Like many students before me, and many on the journey, I initially understood these encouraging words as a promise that even the most challenging of postures would eventually be achievable. The downside of such an understanding is what it, after three years of classes, the gap between finger tips and top of the feet has not narrowed significantly.
After working with students with a range of body types and histories I have concluded unequivocally that, while all yoga students will improve both strength and flexibility with regular practice, very few can aspire to master every postures – and some may not ever touch their toes in this life anyway.
So was B K S misleading us?
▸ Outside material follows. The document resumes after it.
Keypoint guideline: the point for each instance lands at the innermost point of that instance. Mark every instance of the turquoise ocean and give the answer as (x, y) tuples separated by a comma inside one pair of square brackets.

Let’s break his words down……….
‘Practise’; my favourite dictionary definition is ‘to do, or perform habitually or customarily; make a habit of’. NO mention of perfecting anything. After all we go to a yoga practice don’t we?
But what are we practising for? Most yoga classes consist of a series of postures so the assumption that we practise these to get better at them is a pretty obvious one.
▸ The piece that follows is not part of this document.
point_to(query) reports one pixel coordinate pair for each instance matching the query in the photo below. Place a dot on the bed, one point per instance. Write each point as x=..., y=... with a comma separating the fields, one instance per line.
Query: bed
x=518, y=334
But Ivengar said ’All is coming’ – no mention of ‘postures’ at all. That’s because the Forward Bends, the Triangles, the Mountain poses, the Warriors and Lunges’ are simply a means to an end. Not an end in themselves.
At the risk of using a cliche its ‘the journey not the destination’; ‘it’s not touching the toes, its what we learn on the way down’. In a yoga class explore out bodies, becoming more aware of imbalances and holding patterns. We work with the breath to bring new energy into the mind and body and to access our subconscious. (The breath is the only physiological function that is both sub-conscious and conscious so provides a link between the two).
When we enter into a pose that involves a new movement we set up new neural pathways. So even if the pose if well beyond the limits of a particular body, it is the work we do to master our version of it that provides the benefit.
And some of these benefits are obvious. We may feel physically more comfortable day to day whether sitting lying or walking around, our reactions may be quicker, we may have more energy or sleep better.
Others are more subtle. Our new innate awareness may prompt better food choices or fewer destructive behaviour patterns. We may find that we are a little more tolerant; that we have more compassion. That we are less demanding of ourselves and more content to be who we really are. Whether or not we can touch our toes.